DMD versus individual models

Table 2.5 Fusion accuracy with large training pool

2.3.3.1 Where Fusion Helps

For objects that the data-driven model works better, adding more features from the model-based pipeline can be helpful. The data-driven model needs a large number of examples to characterize an object (typically deformable as we have discussed), and those features produced by the model-based pipeline can help. On ‘skirts’ and ‘sunflower’, DMD outperforms data-driven when 100 images were used for training ‘skirts’, and 65 for ‘sunflower’. (These are the maximum amount of training data that can be obtained from ImageNet for these categories.) On these deformable objects, we have explained why the data-driven approach is more productive. Table 2.5 shows that the model-based features employed by DMD can help further improve class-prediction accuracy.

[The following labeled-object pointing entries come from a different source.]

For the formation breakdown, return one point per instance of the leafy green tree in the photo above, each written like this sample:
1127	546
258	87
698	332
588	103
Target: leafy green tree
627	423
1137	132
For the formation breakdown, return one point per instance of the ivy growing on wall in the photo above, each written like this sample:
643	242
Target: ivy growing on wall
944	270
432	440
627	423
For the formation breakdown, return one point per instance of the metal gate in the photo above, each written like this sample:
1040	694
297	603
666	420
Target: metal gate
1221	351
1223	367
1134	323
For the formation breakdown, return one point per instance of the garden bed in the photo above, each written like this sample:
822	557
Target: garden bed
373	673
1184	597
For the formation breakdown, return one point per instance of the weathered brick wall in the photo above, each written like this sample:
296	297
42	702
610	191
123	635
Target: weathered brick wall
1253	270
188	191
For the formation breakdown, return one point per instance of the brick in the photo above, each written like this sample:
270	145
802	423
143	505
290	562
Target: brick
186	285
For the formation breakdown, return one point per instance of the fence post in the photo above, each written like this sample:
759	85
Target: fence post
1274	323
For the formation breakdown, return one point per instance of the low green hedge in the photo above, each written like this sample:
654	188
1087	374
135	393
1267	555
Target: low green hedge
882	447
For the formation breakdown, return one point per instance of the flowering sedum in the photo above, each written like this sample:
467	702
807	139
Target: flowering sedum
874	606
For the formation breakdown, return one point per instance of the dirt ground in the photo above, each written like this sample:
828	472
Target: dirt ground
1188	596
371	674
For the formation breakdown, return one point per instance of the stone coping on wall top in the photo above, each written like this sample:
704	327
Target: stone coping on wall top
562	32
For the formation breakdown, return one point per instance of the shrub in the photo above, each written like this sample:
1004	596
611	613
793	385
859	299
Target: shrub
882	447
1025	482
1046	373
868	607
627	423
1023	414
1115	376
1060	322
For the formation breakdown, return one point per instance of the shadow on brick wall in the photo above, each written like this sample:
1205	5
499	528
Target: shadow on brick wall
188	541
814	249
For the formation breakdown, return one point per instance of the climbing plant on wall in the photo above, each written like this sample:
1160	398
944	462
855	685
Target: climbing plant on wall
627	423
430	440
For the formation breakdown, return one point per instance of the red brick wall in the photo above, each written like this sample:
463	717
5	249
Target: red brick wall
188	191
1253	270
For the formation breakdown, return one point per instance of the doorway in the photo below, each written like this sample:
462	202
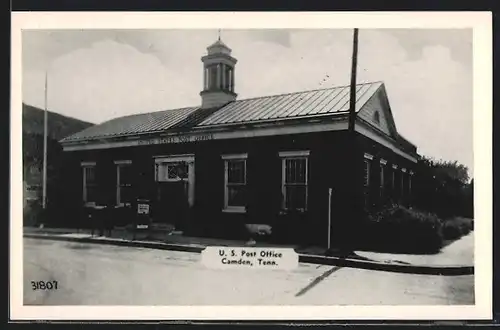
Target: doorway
174	177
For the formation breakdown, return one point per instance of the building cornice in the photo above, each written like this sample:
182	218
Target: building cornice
201	134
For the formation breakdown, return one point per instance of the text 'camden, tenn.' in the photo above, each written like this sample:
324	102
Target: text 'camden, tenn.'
250	257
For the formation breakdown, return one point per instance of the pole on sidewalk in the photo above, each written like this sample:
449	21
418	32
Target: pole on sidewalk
329	217
44	187
352	195
352	96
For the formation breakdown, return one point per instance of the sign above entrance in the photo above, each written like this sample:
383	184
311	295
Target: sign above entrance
177	139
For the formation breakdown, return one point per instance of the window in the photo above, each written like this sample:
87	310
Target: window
235	179
366	176
179	169
394	168
124	194
89	183
403	176
294	180
382	177
367	161
172	171
212	77
409	183
227	77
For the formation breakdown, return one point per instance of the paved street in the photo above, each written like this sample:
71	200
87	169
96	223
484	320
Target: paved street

2.3.3.2 Where Fusion May Hurt

For objects that the model-based can achieve better prediction accuracy, adding more features form the data-driven pipeline can be counter-productive. For all object categories in Fig. 2.4 with 30 training instances, adding data-driven features reduces classification accuracy. This is because for those objects where the model-based performs well, additional features may contribute noise. For instance, the different colors of watches can make watch recognition harder when color is considered as a feature. Table 2.5 shows that when 30 training instances were used, DMD’s accuracy on ‘watch’ was degraded by 25 percentile. However, the good news is that when ample samples were provided to capture almost all possible colors of watches, the prediction accuracy improved. When we used 170 watch images to train the ‘watch’ predictor, the accuracy of DMD trails data-driven by just 5 category where we were able to get a hold of 700 training instances, both DMD and model-base enjoy the same degree of accuracy.

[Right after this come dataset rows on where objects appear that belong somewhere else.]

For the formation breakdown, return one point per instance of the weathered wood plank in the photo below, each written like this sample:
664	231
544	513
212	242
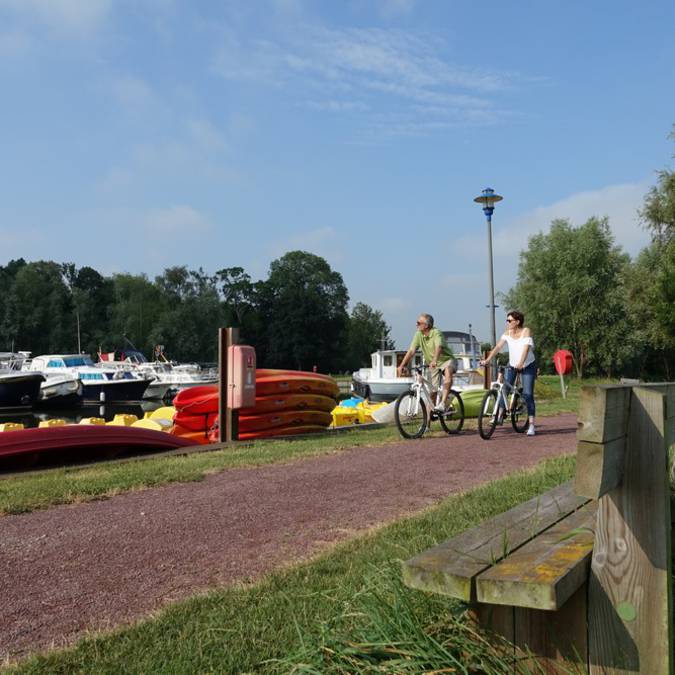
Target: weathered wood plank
547	571
603	413
450	567
557	641
630	605
599	467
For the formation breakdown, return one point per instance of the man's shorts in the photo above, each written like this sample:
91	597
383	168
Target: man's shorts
435	373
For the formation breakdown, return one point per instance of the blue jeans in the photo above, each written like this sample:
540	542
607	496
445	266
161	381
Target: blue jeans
527	378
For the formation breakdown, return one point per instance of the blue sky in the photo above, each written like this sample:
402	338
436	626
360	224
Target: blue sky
139	134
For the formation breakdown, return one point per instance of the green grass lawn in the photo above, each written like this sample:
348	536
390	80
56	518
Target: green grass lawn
345	612
50	487
42	489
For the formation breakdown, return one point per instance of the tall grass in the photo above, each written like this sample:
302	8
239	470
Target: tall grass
345	612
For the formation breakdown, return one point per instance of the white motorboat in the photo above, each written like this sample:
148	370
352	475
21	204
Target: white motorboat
166	376
98	384
18	389
380	382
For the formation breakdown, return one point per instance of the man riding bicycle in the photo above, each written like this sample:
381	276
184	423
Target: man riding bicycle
437	355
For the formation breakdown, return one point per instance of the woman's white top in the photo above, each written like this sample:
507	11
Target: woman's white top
517	347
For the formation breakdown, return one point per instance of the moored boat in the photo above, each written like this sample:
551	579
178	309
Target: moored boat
98	384
18	389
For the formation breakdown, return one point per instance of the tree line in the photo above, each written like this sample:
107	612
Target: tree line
296	318
580	291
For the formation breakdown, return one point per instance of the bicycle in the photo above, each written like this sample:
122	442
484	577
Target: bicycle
413	411
511	395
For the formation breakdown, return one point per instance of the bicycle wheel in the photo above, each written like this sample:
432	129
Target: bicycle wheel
487	417
410	414
519	417
452	420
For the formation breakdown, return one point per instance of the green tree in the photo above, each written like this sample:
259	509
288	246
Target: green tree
40	310
92	296
188	326
570	287
137	307
8	319
650	302
367	331
303	304
658	212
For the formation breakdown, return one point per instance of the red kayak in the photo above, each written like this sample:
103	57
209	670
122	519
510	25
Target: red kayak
256	422
288	418
277	431
197	400
100	438
296	383
265	404
269	383
195	422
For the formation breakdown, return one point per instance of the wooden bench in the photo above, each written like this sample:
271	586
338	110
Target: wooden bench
579	578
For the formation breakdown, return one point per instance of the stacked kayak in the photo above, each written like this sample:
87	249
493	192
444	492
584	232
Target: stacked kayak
97	440
288	402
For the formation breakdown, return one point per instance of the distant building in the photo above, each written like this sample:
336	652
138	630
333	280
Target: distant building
465	347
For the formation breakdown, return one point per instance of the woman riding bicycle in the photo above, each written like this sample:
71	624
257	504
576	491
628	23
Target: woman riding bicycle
437	355
521	358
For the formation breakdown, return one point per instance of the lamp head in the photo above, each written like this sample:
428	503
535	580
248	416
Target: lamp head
488	198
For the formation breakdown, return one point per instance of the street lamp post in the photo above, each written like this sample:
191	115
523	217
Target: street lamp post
488	198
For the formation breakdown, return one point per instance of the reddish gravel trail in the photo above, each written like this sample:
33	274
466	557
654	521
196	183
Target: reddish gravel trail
82	567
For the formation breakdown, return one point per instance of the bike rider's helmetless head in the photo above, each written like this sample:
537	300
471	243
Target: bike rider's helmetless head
425	322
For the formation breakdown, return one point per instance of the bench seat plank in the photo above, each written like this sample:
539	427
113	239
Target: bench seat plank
546	571
451	567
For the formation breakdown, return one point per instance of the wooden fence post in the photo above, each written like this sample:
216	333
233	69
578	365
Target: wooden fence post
227	418
629	602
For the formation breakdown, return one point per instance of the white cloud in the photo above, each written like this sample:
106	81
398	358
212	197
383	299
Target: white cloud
393	8
394	79
14	43
206	135
620	203
322	241
172	220
337	106
132	93
81	16
394	304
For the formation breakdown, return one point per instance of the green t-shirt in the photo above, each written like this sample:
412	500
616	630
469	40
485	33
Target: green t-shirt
428	344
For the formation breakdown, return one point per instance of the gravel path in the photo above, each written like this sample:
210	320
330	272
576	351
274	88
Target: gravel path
83	567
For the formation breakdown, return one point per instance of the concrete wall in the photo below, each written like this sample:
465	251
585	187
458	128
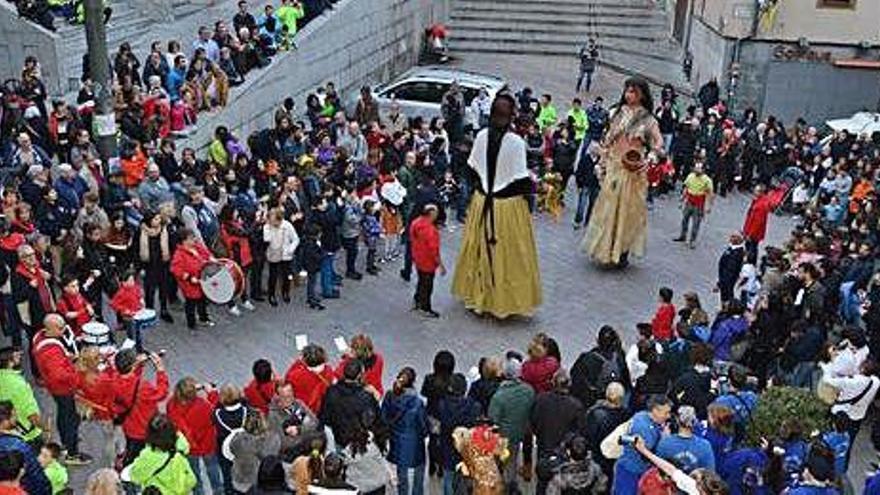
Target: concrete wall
19	39
363	41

2.3.3.3 Strength-Dominant Fusion

One key lesson learned from this experiment is that the MAX operator in the pooling steps of DMD is indeed effective in telling features from noise. Therefore, DMD can consider amplifying the stronger signals from either the model-based or the data-driven pipeline. When the signals extracted from an image well match some patches generated by the model-based pipeline, the model-based classifier should dominate the final class-prediction decision. This simple adjustment to DMD can improve its prediction accuracy on objects of rigid bodies, and hence the average prediction accuracy. Another key lesson learned (though obvious) is that the amount of training instances must be large to make the data-driven pipeline effective. When the training size is small and model-based can be effective, the data-driven pipeline should be turned off.

2.3.4 Regularization Tuning

This experiment examined the effect of the realization step. Recall that regularization employs unsupervised schemes to achieve both feature selection and feature reduction. Table 2.6 shows the effect of the number of prototype patches \(n_p\) on the final prediction accuracy of DMD. When \(n_p\) is set between \(\hbox{2,000}\,\times\,4\;{\hbox{and}}\;\hbox{2,500}\,\times\,4,\) the prediction accuracy is the best. A small \(n_p\) may cause underfitting and too large an \(n_p\) may cause overfitting. Parameter \(n_p\) decides selectivity, and its best setting must be tuned through an empirical process like this.

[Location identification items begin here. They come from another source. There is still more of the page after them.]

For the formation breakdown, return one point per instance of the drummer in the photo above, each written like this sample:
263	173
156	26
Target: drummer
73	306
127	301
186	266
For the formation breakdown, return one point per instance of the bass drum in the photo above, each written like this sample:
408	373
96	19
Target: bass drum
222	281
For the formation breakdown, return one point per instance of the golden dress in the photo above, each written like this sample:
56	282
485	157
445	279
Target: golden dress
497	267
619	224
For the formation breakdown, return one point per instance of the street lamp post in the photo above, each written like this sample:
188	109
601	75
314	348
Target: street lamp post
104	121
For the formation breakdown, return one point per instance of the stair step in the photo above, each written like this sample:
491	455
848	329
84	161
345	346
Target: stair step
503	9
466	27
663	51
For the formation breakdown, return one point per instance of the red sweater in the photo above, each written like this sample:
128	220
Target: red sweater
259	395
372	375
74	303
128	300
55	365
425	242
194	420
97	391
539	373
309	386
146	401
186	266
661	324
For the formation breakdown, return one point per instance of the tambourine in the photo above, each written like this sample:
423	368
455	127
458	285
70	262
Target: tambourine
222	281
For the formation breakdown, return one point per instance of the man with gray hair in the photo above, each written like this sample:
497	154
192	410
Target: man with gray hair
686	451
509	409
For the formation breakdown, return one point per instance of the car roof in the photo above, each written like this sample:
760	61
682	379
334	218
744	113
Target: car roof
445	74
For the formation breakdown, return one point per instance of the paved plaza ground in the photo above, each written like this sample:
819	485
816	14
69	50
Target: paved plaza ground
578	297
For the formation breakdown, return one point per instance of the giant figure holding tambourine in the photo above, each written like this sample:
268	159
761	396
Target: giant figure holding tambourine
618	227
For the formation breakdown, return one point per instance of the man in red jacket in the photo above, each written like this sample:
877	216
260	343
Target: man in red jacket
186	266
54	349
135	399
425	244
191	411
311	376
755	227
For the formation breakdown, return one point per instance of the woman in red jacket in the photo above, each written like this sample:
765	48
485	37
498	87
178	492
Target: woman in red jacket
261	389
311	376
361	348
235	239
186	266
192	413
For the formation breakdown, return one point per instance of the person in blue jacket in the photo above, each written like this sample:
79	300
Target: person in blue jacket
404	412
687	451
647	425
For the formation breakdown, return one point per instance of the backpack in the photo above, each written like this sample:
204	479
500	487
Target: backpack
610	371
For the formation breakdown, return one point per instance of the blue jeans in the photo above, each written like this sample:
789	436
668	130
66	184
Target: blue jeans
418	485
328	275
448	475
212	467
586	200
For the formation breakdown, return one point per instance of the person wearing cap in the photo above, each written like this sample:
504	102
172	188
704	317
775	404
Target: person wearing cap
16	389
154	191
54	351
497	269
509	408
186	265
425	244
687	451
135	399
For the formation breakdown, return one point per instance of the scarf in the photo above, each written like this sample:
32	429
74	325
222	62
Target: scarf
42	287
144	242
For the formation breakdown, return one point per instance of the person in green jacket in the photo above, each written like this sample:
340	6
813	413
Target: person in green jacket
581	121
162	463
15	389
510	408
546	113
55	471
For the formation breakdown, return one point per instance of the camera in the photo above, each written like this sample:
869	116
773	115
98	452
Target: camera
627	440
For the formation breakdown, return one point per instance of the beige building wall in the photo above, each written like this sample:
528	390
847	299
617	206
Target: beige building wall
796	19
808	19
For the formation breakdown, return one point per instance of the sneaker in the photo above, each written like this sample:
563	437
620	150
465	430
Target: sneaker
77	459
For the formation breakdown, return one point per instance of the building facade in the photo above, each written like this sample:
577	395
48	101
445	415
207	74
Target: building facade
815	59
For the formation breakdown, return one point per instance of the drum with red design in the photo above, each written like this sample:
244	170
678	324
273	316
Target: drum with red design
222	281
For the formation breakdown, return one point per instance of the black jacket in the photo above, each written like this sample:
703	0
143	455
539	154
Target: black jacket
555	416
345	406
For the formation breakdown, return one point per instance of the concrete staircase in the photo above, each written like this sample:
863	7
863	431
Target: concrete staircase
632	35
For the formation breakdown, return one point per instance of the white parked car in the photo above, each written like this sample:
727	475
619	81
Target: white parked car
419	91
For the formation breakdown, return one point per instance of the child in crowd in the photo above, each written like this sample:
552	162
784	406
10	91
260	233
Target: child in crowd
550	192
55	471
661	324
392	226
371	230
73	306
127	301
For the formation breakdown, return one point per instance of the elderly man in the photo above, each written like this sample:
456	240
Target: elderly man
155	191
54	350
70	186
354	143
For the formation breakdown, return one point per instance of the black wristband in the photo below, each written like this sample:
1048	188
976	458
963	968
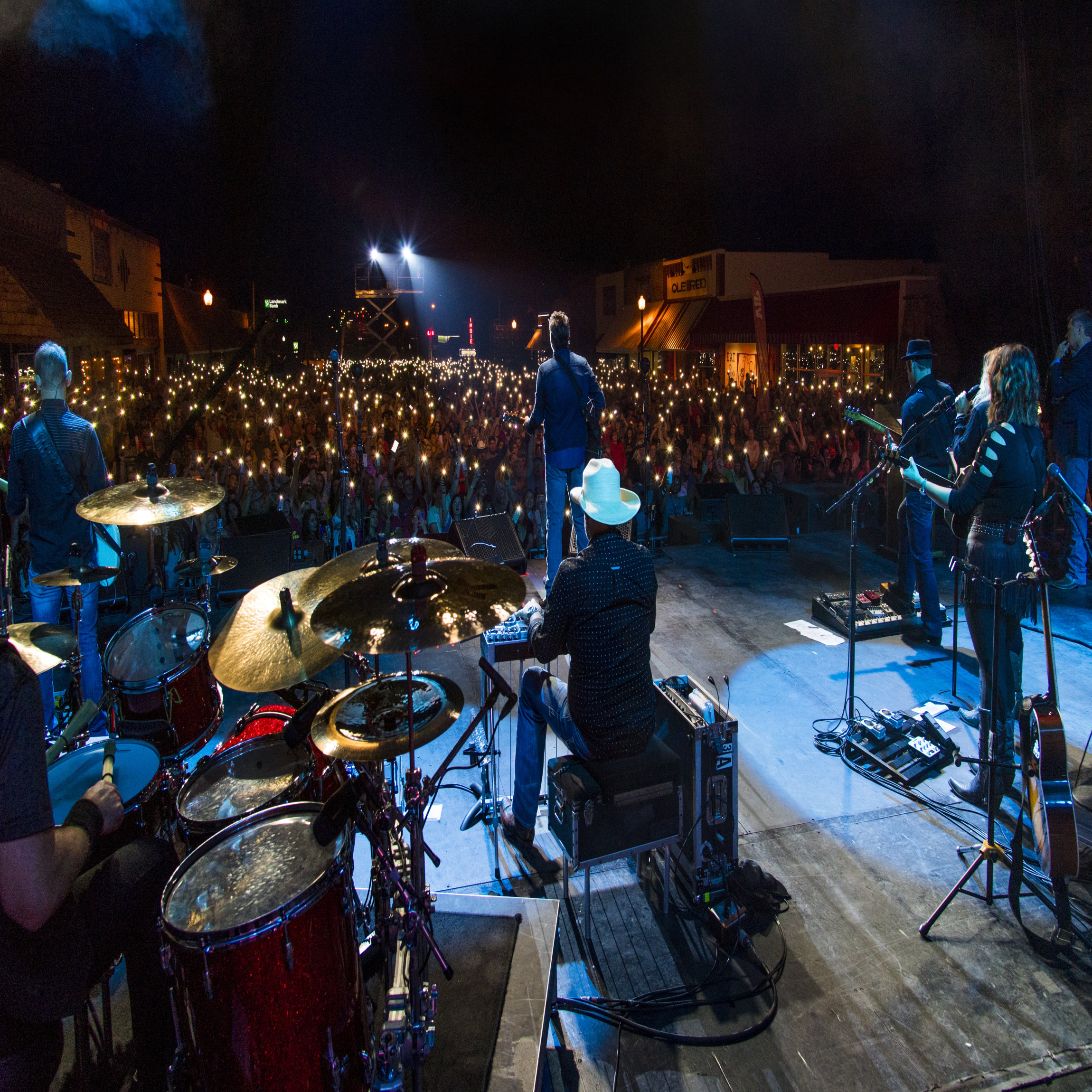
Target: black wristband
86	816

Table 2.6 Accuracy of different number of patches

2.3.5 Tough Categories

Table 2.7 presents six categories where DMD cannot perform effectively with a small amount of training data. For instance, the best prediction accuracy with 30 training images on ‘barrel’ and ‘cup’ is 12 and 17%, respectively. These objects exhibit such diversified perceptual features, and neither model-based nor data-driven with a small set of training data can capture their characteristics. Furthermore, the ‘cup’ category is more than percepts, as liquid containers of different shapes and colors can be classified as a cup. To improve class-prediction accuracy on these challenging categories, more training data ought to be collected to make DMD effective.

Table 2.7 Images with a rigid body (see color insert)

2.4 Related Reading

The CBIR community has been striving to bridge the semantic gap [35] between low-level features and high-level semantics for over a decade. (For a comprehensive survey, please consult [27].) Despite the progress has been made on both feature extraction and computational learning, these algorithms are far from being completely successful. On feature extraction, scale-invariant feature transform (SIFT) was considered a big step forward in the last decade for extracting scale-invariant features. SIFT may have improved feature invariance, but it does not effectively deal with feature selectivity. Indeed, SIFT has shown to be effective in detecting near-replicas of images [36], but it alone has not been widely successful in more general recognition tasks. As for computational learning, discriminative models such as linear SVMs [37] and generative models such as latent dirichlet allocation (LDA) [38] have been employed to map features to semantics. However, applying these and similar models directly to low-level features are considered to be shallow learning, which may be too limited for modeling complex vision problems. Yoshua Bengio [9] argues in theory that some functions simply cannot be represented by architectures that are too shallow.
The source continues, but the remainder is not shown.